Friday, August 18, 2006

1701 Crashing before it even started

As these lines are being written, UNSC 1701 resolution is slowly dying. No international force is looming; Lebanese army won't enforce things vis-a-vis Hezbollah and neither would the now smaller to non-existent UN force; and Hezbollah itself would only conceal its weapons south of the Litani river. Hezbollah-supporting Lebanese would see it as a victory for Hezbollah; however this shortsightedness ignores the long term reprocussions, ignored also by UN officials who will not enforce the agreement. Long term reprocussions measured in months perhaps a year tops.

It is obvious that Hezbollah will attack again once it allows Shia citizens in the South to recooperate their losses and catch their breath a bit. What is also clear is that when that happens, Israel will respond with full force as the UNSC 1701 resolution allows it and will not stop this time to wait for a ceasefire; but will rather be eager to end this once and for all. It will not wait for an international force noting this misearable example as a precedent.

In order to prevent this, the Lebanese government and the international community must wake up and quickly. They must enforce the resolution to its intent before the UN loses all credibility with Israel first; and following Israel's response to Hezbollah, with the Arab world. The international community must also shape up and provide the Lebanese government with enough funds to rebuild the country and assume the credit for that from Hezbollah. If none of these things is done, then we will be back in conflict within 6-10 months as Secretary of State Rice predicted in the early days of the war. This would make resolution 1701 as useless as the paper it is written on; and will be one more nail in the coughin of the UN.

The Real Damage Caused by Hezbollah

Sheikh Hassan Nasserallah has wracked the entire prospects for a settlement in the Middle East if you look at the direction winds are now blowing in Israel. Most notably, he has wracked everything for Palestinians.

It took years to move the Israeli public opinion to where it was in Camp David 2000 (Arafat's costly missed opportunity). That shift was evident with the start of the Oslo process back in 1993, continued through Camp David 2000; and culminated with Sharon's disengagment plan. What years of violence could not achieve, diplomacy did. Winds were also blowing favorably in the direction of Prime Minister Olmert's version of the disengagment from the West Bank; yet then came Nasrallah and shuffled the cards.

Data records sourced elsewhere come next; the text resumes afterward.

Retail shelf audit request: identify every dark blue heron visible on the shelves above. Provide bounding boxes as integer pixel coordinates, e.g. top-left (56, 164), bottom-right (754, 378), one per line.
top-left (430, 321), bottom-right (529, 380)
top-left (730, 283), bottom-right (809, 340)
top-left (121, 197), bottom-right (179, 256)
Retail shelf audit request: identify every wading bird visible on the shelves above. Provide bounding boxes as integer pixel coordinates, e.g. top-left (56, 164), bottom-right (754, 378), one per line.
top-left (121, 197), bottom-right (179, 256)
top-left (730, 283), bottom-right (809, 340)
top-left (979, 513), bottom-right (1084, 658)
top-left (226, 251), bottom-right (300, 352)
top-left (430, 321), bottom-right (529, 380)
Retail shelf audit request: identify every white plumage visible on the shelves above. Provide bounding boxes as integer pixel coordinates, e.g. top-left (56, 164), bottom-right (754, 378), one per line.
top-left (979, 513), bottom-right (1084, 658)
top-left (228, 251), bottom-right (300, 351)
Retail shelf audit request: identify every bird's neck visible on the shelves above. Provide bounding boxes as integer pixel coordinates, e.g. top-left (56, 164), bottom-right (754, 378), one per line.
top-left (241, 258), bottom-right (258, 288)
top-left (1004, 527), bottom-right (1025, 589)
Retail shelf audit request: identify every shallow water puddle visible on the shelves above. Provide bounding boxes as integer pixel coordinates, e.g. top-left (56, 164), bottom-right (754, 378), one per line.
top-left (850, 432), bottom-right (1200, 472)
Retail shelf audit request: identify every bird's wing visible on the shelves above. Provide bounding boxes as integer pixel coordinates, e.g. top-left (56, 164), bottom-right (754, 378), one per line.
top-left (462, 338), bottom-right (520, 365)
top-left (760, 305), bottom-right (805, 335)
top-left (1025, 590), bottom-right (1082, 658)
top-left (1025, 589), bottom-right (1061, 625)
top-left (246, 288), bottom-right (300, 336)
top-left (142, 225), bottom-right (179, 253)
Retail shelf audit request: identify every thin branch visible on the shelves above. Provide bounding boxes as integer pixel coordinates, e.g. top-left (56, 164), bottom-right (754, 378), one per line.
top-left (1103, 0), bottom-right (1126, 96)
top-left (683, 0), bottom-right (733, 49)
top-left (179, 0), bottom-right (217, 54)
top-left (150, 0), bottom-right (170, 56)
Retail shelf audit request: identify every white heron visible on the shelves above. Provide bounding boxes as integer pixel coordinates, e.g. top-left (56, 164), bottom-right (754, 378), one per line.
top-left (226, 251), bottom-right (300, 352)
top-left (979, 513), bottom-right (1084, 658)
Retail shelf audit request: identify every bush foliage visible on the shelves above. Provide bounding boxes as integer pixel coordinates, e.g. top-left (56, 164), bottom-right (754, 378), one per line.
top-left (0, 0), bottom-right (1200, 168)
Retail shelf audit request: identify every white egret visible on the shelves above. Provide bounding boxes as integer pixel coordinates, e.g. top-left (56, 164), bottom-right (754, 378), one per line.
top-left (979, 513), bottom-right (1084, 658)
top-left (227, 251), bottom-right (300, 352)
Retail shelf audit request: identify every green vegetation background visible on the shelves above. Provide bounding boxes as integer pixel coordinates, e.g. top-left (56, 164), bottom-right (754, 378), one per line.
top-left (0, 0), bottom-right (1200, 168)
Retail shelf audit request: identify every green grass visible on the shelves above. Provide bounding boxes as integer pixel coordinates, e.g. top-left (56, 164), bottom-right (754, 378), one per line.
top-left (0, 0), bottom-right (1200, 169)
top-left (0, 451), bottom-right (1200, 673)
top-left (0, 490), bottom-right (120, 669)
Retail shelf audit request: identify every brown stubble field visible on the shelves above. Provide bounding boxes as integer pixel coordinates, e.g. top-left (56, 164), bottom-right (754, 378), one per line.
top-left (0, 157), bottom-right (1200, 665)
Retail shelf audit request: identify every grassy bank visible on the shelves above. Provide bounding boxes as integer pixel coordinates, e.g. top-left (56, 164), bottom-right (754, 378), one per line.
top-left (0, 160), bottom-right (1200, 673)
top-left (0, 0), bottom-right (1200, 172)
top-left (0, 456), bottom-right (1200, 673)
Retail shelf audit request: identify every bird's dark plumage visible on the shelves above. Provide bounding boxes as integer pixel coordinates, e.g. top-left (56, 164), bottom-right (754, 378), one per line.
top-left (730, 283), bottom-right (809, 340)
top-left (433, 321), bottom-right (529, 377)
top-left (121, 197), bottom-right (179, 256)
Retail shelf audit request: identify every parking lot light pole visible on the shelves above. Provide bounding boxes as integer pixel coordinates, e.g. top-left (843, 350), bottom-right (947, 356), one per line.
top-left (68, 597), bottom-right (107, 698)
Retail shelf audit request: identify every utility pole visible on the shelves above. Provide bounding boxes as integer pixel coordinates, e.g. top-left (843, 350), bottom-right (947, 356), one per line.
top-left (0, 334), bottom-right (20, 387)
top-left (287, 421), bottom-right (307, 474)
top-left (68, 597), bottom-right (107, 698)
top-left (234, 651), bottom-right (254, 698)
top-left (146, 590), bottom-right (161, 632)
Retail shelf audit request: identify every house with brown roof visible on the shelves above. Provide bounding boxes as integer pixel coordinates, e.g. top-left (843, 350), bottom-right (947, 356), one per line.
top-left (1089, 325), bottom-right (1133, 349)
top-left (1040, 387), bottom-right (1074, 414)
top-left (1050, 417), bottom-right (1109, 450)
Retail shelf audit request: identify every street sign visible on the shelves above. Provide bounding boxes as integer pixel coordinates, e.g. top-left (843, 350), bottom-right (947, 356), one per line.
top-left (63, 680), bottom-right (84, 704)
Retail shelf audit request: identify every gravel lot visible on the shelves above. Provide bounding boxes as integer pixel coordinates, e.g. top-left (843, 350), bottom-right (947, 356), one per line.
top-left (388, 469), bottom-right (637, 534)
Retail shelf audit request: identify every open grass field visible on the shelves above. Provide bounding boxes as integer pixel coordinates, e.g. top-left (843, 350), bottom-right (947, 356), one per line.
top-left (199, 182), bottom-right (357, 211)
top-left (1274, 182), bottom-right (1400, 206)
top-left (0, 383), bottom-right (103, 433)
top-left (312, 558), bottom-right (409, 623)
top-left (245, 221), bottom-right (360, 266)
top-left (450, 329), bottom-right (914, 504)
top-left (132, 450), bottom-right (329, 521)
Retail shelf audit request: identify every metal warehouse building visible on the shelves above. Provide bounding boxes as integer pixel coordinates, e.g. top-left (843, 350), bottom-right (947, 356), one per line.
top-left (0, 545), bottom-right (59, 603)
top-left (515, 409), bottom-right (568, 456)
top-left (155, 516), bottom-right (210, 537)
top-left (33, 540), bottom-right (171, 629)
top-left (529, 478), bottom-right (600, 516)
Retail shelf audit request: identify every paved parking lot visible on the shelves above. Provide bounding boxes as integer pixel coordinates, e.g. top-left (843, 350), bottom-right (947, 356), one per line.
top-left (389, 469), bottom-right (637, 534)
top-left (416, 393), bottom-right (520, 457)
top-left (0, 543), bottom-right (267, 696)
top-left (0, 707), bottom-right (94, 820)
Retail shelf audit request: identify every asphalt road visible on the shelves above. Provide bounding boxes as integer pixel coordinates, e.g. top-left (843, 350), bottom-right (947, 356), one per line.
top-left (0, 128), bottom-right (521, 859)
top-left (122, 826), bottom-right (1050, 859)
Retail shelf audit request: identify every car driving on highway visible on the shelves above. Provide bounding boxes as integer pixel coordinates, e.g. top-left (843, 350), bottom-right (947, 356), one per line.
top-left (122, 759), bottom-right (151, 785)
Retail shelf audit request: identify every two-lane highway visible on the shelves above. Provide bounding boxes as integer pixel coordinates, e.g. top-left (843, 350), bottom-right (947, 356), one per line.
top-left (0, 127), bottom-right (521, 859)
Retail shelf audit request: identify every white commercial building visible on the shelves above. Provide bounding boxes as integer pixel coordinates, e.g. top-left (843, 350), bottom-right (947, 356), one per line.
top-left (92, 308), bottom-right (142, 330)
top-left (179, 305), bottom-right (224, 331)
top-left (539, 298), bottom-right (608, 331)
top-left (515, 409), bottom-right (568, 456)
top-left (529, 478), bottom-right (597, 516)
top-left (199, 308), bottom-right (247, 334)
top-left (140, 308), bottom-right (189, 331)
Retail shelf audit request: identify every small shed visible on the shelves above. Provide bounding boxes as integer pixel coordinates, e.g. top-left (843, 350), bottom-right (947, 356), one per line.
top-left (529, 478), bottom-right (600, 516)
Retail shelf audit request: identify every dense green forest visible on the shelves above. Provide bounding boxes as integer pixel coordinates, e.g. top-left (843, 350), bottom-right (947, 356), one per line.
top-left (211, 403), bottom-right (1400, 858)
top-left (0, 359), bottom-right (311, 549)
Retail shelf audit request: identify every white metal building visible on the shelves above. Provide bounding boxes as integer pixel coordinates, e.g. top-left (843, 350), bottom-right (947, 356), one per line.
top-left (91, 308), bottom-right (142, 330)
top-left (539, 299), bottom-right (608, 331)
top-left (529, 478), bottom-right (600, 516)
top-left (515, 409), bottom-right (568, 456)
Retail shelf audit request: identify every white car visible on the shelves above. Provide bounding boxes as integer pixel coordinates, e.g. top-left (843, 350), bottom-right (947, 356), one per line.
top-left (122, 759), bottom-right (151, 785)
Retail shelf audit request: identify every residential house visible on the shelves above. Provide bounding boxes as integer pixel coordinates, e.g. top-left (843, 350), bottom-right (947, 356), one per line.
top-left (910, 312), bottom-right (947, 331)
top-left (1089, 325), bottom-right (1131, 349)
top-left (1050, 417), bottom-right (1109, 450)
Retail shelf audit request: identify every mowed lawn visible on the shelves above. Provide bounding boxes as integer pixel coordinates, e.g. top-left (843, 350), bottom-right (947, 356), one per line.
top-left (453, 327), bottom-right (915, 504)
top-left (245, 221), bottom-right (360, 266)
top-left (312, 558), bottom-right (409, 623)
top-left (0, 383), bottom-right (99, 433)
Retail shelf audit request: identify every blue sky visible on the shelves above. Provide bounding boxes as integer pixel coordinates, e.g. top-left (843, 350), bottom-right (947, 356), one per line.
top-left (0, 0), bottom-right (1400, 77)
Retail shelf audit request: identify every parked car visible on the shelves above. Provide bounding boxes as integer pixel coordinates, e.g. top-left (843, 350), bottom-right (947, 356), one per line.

Right Wing critiques of the various disengagment plans always played on Israel's biggest fear: security. They noted that every disengagment would be interpreted as a victory by the other side leading to more attacks. And they were right. So much right that whenever Hamas or Hezbollah presented it as such, Israel immediately retranched to the Right. So it was when Benjamin Netanyahu replaced Peres and Rabin; and so it was when Sharon replaced Barak. Instaed of capitalizing on the enormuos opportunity, Palestinains shot themselves in the foot with the help of Mr. Nasrallah. The pull out from Gaza brought the Qasam rockets; the pullout from Lebanon brought this recent catastrophy. Instead of proving Israel's hard right wrong, Hamas and Hezbollah have proven them right every time to the dismay of the people truly paying the price for this "bravado", ordinary Palestinians and Lebanese eager to make a living.

This is different from the situation regarding Israel's response. Many say that Israel's response brought much hatred on it; but no one can truy claim that the July 12 attck or the Qassam rockets were made out of extra love. For them there was no risk. Losing farvor with people who won't compromise is no threat. On the other hand losing farvor with people who will the way Hezbollah and Hamas did, is a huge loss that will send this region back quite a bit.